What are these challenges? The challenges are many, explains Duraiappah. “To begin with, let’s consider the job market, we have no idea what it’s going to be like in the next five years? A few years ago, we could predict the trend. Secondly, as a race we have set up global change processes and we have no idea what the consequences of these changes are. Climate change for instance, he explains. There are issues of automation, AI, these are very different challenges our society is facing and “The burning question is will our education system train the next generation to face these challenges?” Duraiappah asks.
Our current education system is over 300 years old and one must understand that it was built to address the needs of the industrial revolution. “It addressed the needs of the time, created workforce to man factories, produce goods,” says Duraiappah. He points out that the society has moved from goods to services, but primarily the same process of getting people trained to produce outputs remains constant. The question however remains, will our education system be able to meet the needs of the 21st C? “Our world needs, collaborations, but we pit one against the other in the name of competitiveness. In the end, we need a kind, compassionate society and an education system that can provide those competences,” he explains. Duraiappah explains, how the current education focuses on producing good human capital and expects to produce good human beings as a side product. “In fact, our education system has failed. It has successful produced a lot of anxiety amongst youngsters, just look at the number of student suicides cases every year.”
Duraiappah suggests that there needs to be single transformation in the whole sector where we making of a good human being is not a side product but the main objective of good education. “Transform the objective of education to human flourishing, human well-being, make it about happiness and you will have a side product will be highly productive individuals,” Duraiappah informs. He compliments this belief with scientific research where studies have shown socio emotional learning in childhood leads to better concentration in the classroom, attention regulation, it leads to better Math and Science performances.
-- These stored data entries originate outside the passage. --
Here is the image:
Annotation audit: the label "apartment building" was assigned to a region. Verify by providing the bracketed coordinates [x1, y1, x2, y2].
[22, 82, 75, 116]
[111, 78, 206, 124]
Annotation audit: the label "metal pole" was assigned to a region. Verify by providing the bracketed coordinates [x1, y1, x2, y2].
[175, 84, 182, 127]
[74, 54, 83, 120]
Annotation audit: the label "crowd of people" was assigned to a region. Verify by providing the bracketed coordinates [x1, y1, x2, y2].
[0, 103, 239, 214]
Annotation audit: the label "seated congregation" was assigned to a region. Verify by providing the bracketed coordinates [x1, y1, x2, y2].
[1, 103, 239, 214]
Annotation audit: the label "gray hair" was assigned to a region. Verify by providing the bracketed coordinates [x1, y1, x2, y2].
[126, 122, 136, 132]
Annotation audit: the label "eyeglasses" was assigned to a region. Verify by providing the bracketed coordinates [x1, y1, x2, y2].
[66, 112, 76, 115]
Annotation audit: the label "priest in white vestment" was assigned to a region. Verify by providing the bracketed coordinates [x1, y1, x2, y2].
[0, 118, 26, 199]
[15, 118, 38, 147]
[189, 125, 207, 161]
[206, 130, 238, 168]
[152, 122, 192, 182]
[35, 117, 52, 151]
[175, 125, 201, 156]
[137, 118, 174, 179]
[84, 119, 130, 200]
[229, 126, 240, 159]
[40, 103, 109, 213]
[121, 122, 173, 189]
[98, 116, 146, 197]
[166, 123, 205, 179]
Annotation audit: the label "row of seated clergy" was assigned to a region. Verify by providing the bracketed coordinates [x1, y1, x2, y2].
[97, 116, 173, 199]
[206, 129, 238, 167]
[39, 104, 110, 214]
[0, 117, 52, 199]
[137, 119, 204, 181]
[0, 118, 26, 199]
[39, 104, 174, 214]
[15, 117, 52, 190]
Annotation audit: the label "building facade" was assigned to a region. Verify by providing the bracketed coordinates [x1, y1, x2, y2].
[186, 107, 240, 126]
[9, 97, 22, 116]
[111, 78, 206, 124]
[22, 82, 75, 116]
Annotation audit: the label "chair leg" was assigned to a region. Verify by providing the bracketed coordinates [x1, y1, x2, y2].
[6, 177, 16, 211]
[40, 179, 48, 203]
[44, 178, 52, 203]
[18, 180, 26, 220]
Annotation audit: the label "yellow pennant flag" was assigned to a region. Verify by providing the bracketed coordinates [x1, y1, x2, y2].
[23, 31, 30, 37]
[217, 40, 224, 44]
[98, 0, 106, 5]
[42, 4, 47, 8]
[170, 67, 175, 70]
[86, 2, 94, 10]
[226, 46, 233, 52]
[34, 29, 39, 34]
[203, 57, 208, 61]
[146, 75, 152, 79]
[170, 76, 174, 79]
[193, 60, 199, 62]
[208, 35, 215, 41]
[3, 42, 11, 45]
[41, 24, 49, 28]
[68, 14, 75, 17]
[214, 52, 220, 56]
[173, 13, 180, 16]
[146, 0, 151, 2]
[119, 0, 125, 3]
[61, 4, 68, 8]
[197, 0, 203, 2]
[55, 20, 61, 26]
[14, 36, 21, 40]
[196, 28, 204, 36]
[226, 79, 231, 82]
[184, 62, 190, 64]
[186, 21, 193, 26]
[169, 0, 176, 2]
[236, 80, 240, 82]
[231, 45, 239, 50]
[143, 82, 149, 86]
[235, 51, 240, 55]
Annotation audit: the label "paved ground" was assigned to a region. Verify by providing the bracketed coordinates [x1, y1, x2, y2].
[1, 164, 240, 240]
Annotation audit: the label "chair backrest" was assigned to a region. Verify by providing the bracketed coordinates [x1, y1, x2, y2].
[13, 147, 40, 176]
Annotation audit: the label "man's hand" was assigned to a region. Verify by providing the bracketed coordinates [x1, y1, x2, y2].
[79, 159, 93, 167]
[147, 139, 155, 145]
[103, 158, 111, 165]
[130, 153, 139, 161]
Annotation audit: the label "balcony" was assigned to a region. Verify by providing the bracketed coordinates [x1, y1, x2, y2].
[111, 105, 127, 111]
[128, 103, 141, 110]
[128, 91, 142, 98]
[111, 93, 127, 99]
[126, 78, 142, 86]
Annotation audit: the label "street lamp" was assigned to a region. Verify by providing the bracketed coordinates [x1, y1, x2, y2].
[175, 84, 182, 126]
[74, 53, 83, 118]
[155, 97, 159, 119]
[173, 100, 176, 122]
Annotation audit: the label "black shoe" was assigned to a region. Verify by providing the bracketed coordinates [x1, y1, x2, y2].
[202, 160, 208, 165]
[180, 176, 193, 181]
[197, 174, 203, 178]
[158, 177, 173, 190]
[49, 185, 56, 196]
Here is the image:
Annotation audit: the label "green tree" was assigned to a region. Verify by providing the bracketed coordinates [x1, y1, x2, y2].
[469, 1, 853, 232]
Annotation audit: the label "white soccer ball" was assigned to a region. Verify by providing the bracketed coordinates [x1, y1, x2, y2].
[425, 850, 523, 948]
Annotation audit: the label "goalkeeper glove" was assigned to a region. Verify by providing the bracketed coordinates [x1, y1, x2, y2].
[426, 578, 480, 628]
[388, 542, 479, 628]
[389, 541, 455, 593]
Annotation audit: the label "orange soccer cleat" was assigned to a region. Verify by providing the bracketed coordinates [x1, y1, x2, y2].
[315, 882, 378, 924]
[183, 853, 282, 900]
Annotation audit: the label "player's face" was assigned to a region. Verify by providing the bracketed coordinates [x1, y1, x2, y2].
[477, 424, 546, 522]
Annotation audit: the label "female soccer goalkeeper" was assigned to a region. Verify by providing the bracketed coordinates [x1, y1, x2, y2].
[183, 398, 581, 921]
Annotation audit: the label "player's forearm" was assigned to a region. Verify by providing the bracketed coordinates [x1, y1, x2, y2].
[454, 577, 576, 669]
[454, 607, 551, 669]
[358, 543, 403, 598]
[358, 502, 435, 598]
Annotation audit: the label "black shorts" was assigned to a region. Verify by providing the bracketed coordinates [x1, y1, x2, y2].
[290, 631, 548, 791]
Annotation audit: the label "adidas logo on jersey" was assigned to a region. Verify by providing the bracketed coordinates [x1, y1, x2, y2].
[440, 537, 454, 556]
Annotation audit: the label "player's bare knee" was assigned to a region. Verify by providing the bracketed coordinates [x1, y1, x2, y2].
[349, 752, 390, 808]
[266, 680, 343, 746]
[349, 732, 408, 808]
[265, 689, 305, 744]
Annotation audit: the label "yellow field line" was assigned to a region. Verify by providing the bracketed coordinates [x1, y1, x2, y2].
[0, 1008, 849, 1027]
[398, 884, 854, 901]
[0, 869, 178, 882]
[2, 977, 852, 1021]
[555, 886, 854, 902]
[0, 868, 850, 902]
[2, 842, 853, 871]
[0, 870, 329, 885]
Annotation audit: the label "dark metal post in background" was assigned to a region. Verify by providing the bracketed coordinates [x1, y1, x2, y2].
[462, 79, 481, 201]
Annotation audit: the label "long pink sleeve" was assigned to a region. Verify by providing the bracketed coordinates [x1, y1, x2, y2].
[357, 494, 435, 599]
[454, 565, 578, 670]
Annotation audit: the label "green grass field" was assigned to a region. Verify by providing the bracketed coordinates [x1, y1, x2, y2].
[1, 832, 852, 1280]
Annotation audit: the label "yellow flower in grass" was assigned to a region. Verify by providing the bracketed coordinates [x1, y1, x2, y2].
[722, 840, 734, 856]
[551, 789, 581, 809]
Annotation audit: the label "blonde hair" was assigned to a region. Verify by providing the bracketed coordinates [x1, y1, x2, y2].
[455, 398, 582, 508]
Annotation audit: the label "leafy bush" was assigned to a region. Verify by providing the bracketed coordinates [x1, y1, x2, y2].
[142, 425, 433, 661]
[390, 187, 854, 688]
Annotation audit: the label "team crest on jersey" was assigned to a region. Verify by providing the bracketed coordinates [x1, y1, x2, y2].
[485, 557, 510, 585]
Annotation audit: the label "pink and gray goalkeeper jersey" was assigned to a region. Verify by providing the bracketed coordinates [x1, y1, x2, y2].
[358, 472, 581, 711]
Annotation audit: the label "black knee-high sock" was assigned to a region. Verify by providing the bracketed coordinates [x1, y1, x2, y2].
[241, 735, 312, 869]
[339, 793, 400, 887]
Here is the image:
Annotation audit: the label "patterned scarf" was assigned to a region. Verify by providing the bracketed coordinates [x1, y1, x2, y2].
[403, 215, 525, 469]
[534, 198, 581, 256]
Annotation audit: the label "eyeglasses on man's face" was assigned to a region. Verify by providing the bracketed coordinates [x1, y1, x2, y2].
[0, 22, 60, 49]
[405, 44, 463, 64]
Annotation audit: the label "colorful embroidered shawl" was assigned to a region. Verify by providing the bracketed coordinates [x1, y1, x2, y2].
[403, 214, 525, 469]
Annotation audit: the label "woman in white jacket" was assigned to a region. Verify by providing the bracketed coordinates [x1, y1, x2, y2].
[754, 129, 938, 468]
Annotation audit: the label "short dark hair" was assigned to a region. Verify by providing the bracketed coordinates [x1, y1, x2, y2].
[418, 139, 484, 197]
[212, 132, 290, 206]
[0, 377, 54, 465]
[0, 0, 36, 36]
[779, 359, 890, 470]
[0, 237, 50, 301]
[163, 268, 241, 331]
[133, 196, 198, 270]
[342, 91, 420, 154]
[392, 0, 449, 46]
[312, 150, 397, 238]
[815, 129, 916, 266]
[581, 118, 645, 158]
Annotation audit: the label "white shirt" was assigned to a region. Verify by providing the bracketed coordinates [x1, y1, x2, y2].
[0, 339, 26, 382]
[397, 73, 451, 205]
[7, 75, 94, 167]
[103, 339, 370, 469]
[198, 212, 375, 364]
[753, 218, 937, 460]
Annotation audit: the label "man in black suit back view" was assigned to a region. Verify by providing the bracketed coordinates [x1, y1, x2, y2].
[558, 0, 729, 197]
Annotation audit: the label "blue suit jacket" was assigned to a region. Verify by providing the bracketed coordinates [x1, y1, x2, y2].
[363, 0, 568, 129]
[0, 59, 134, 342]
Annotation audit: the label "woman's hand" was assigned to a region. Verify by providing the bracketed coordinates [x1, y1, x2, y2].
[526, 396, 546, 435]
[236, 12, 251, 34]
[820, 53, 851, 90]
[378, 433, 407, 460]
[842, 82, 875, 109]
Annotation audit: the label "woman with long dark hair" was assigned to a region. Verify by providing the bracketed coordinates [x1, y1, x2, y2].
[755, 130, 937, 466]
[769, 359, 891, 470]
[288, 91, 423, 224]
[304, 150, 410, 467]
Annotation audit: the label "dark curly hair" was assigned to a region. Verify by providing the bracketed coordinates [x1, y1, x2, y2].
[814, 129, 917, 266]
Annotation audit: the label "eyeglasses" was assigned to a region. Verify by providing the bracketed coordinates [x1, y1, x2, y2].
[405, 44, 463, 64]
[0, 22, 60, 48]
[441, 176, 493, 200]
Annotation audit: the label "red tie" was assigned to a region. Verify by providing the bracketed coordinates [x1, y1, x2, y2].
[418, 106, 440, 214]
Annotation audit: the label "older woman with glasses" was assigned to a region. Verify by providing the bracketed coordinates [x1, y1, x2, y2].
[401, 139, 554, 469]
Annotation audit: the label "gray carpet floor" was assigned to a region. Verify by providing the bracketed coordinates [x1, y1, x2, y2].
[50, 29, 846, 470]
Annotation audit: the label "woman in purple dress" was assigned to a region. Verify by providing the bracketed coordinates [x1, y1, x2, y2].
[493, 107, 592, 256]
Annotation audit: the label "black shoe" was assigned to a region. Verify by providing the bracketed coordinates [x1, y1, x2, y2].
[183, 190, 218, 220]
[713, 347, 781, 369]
Duraiappah asks for educators to flip the education system. “Flip it such that the whole curriculum focuses on the notion of happiness and wellbeing as the primary objective. Focus on empathy, mindfulness, critical inquiry and compassion,” he says, adding that, “critical inquiry is important as there needs to be a balance between emotional intelligence and intellectual intelligence.”
He suggests to make the system where learning fun, immersive and interactive, and where the students learn at their own pace. He gives a simple mantra for flipping the current education system– challenge mindsets, challenge norms and champion innovations.